May patients with depression get out of the predicament and meet a better future.

For a long time, I didn't understand people with depression, especially those with star depression. Why can't I live with such a good life and such a good prospect? What's more, I gave up my life easily because of depression, and I don't understand it.

Until later, the pressures of life, work, love and study all bound me like shackles. Suddenly, one day, I became sleepless at night, my thoughts were out of control, and my mind was full of helpless things. I was very, very scared at that time. For several nights in a row, it was easy to think of suicide, so I went to the hospital for an examination. Yes, the doctor diagnosed me.

I never thought I would get depression, too. I used to think that depression is a disease that only big stars get. I didn't expect poor people like me to get it, but I don't think it's a shame to get depressed. Now that you have it, you should treat it positively.

Depression is a powerful and terrible opponent. It is hard for us to imagine what kind of struggle and fear people with depression are experiencing. Suddenly, I understood that feeling and really felt the same way.

On the surface, they are happy and full of passion. Wherever they go, they are like sunshine, making people around them full of light and happiness. But when they are alone, they have a sudden smile and a faint pain in their hearts. This is sunshine melancholia, that is, it hides depression, injustice, anger and other emotions, gives people the feeling of sunshine, happiness and passion on the surface, accumulates negative emotions that have not been vented for a long time, forms great pressure and causes irreparable consequences.

I clearly remember that whenever night came, I felt particularly uncomfortable and couldn't sleep. By 3 o'clock in the morning, I was really sleepy. I can't open my eyes, but I just can't sleep. When I close my eyes, my thoughts are out of my control. Always thinking about something that is particularly helpless and particularly collapsed. I tried my best to think of something good, but after a few seconds, I began to think of something I couldn't change. I can't do it at all. It's best to open your eyes, at least your mind can be controlled by yourself, but you know, at that time, your sleepiness has reached its limit, and you can't open your eyes. You can close your eyes once, and your mind can't be controlled by yourself, thus forming a vicious circle that afflicts your nerves day by day. After a long time, you will easily think of suicide.

I have also used some solutions, and I feel ok. I read some positive energy articles, some enlightening articles, some beautiful poems, and I didn't have a chance to think about some helpless things, especially when I accidentally saw the crazy life APP some time ago. There is a column in it that looks at life. After reading the article inside, I feel suddenly enlightened. Usually, you should go out for a walk, go where you want to go, meet people you want to see, do things you want to do, and then feel the beauty of life, how good it is to be alive, and your mentality will change accordingly.

Who says depression must be a bad thing? Unfortunately, there is a bright side to everything.

Even though everyone is curious, many people have another side. You may not understand the despair of depressed people about the world. He who laughs in front of others may not be happy behind closed doors. Cherish what you love and what you love, and understand what you don't understand and what you don't understand. I think it's particularly well written. I also hope that through my own personal experience, more people can understand the state of patients with depression. They are not insane or psychologically unhealthy. They are working hard for this society just like ordinary people. Please don't look at them with strange eyes, and don't take their experiences as a joke after dinner. Don't they deserve more respect from everyone? They are still struggling for survival and making contributions to this society.

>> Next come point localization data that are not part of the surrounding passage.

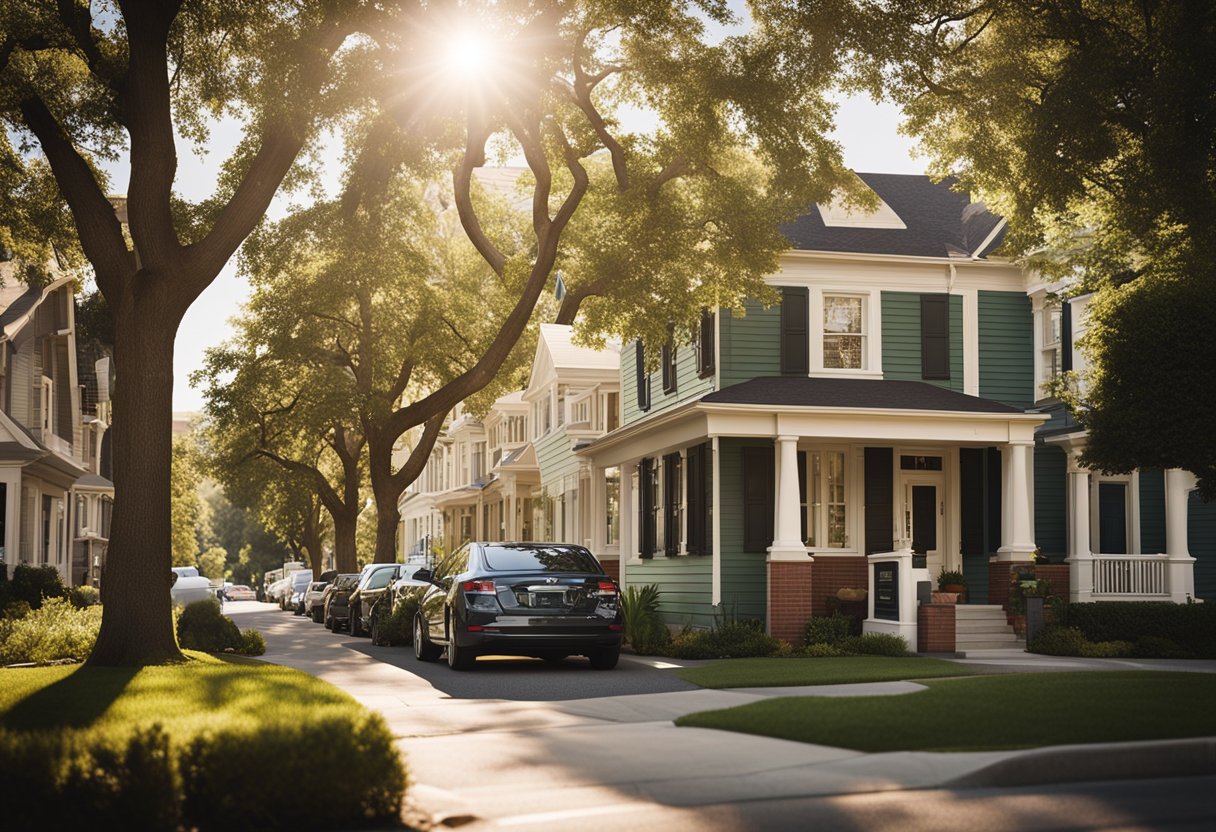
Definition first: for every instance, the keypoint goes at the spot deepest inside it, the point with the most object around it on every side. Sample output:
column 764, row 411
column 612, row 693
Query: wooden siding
column 750, row 346
column 1051, row 500
column 688, row 386
column 901, row 339
column 1007, row 348
column 1152, row 494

Since living is so good, shouldn't those friends who are not depressed live better? What saddens me most is that those who choose to commit suicide because they failed in the college entrance examination have such weak psychological endurance at such a good age. Now there are several suicides after the college entrance examination every year. I think it's all great. If I have the courage, I will achieve something, and I dare to die. What are you afraid of not doing in the future? As Cui Yongyuan said, it's good to be alive. We don't choose to die easily when we are depressed! I have been afraid of death since I was a child, so my dream is to live well and watch those who want me to die die first. And I don't think the college entrance examination can determine a person's fate at all. Don't take it too seriously. A high school diploma like me requires an acquaintance to handle it. Now I'm not hungry and I'm still losing weight. ...

Finally, I hope those friends who suffer from depression can tide over the difficulties and return to a normal life path. Those friends who are prone to depression should be found and treated as soon as possible to get out of trouble as soon as possible. I also hope that people in the society will care more about friends and cherish them, so that we can move towards a better future together healthily and happily.